В разгаре партии, когда она сидела еще не причесанная, с пробором набоку, чтобы дать отдых волосам, доложили о приезде страстной поклонницы Фостен – старой герцогини де Тайебур, которая принесла ей на счастье перед спектаклем кусочек какой-то древней семейной реликвии, а кроме того, баночку румян – изделие вдовы Мартен за девяносто шесть ливров, найденное в шкафчике, не отпиравшемся со времен первой революции.
Актриса вдруг развеселилась, ей захотелось паясничать, шуметь.
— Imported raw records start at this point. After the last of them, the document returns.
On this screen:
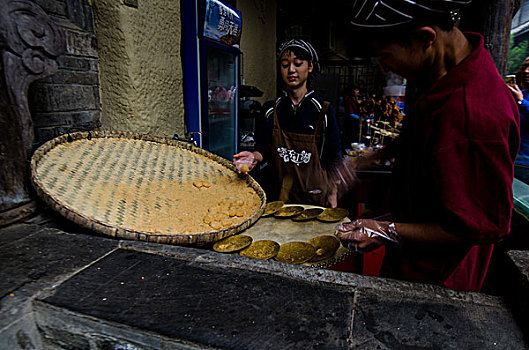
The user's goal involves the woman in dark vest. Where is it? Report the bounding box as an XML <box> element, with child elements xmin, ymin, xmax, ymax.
<box><xmin>234</xmin><ymin>39</ymin><xmax>341</xmax><ymax>207</ymax></box>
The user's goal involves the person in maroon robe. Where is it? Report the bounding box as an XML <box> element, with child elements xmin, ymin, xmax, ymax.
<box><xmin>340</xmin><ymin>0</ymin><xmax>520</xmax><ymax>291</ymax></box>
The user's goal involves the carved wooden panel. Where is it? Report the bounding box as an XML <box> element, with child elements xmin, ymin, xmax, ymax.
<box><xmin>0</xmin><ymin>0</ymin><xmax>65</xmax><ymax>226</ymax></box>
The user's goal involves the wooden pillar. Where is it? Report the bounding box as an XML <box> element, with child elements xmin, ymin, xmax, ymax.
<box><xmin>459</xmin><ymin>0</ymin><xmax>522</xmax><ymax>75</ymax></box>
<box><xmin>0</xmin><ymin>0</ymin><xmax>65</xmax><ymax>226</ymax></box>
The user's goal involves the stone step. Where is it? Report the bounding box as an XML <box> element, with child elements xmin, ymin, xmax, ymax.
<box><xmin>35</xmin><ymin>242</ymin><xmax>526</xmax><ymax>349</ymax></box>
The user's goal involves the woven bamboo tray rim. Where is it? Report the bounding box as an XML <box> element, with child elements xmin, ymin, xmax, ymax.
<box><xmin>30</xmin><ymin>130</ymin><xmax>266</xmax><ymax>245</ymax></box>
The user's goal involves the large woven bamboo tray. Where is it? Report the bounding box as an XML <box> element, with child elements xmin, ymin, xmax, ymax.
<box><xmin>31</xmin><ymin>131</ymin><xmax>266</xmax><ymax>245</ymax></box>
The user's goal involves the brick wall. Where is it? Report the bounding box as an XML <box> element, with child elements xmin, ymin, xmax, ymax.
<box><xmin>28</xmin><ymin>0</ymin><xmax>101</xmax><ymax>147</ymax></box>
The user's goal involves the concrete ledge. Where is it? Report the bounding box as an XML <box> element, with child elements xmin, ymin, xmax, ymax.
<box><xmin>36</xmin><ymin>242</ymin><xmax>526</xmax><ymax>349</ymax></box>
<box><xmin>512</xmin><ymin>178</ymin><xmax>529</xmax><ymax>218</ymax></box>
<box><xmin>0</xmin><ymin>225</ymin><xmax>527</xmax><ymax>350</ymax></box>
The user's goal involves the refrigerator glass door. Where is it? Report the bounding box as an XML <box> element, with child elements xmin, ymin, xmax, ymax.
<box><xmin>207</xmin><ymin>46</ymin><xmax>238</xmax><ymax>160</ymax></box>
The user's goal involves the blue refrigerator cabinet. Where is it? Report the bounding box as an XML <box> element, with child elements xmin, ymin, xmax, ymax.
<box><xmin>181</xmin><ymin>0</ymin><xmax>241</xmax><ymax>160</ymax></box>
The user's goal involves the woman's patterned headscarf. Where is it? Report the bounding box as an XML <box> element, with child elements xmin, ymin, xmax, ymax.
<box><xmin>277</xmin><ymin>39</ymin><xmax>320</xmax><ymax>73</ymax></box>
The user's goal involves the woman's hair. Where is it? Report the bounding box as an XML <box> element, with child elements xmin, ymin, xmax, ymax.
<box><xmin>515</xmin><ymin>57</ymin><xmax>529</xmax><ymax>90</ymax></box>
<box><xmin>277</xmin><ymin>39</ymin><xmax>320</xmax><ymax>90</ymax></box>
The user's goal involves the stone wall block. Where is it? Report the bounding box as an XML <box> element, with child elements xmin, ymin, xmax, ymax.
<box><xmin>32</xmin><ymin>0</ymin><xmax>66</xmax><ymax>17</ymax></box>
<box><xmin>42</xmin><ymin>70</ymin><xmax>99</xmax><ymax>85</ymax></box>
<box><xmin>30</xmin><ymin>84</ymin><xmax>99</xmax><ymax>113</ymax></box>
<box><xmin>57</xmin><ymin>55</ymin><xmax>93</xmax><ymax>71</ymax></box>
<box><xmin>33</xmin><ymin>110</ymin><xmax>99</xmax><ymax>127</ymax></box>
<box><xmin>64</xmin><ymin>28</ymin><xmax>97</xmax><ymax>58</ymax></box>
Выскочив из-за карточного стола, она крикнула «гоп!», копируя Ориоля, чуть не перепрыгнула через своего партнера, а потом, остановившись у дверей большой гостиной, но еще не открывая ее, эта изменчивая и взбалмошная женщина внезапно обернулась с самым величественным видом и проговорила:
– Ну, а теперь перейдем к роли царицы!
В четыре часа Фостен съела легкий обед, какой ей всегда подавали в дни спектаклей: яйцо в бульоне, дюжину остендских устриц, фрукты.
– Ах, это мне ничуть не поможет, – пробормотала она про себя после обеда, на минуту протянув к камину руки, которые вот уж три или четыре дня были у нее холодны как лед. – У меня ведь всегда так, пока я не сыграю первый акт… а потом они станут даже чересчур горячи.
В пять часов она села в экипаж и поехала, как обычно, на Елисейские поля; во время этих часовых прогулок в сумерках, наедине с собой, она иногда находила свои лучшие сценические эффекты.
В шесть часов она уже входила во Французский театр, как обыкновенно делала и в Одеоне, чтобы иметь в запасе два часа и прорепетировать еще раз с суфлером в своей уборной.
Но, проработав час, она бросилась на кушетку и, закрыв глаза, застыла в полной, почти пугающей неподвижности, чтобы дать абсолютный отдых своему организму, отдых, который позволил бы ей сыграть в полную силу ее сценических возможностей.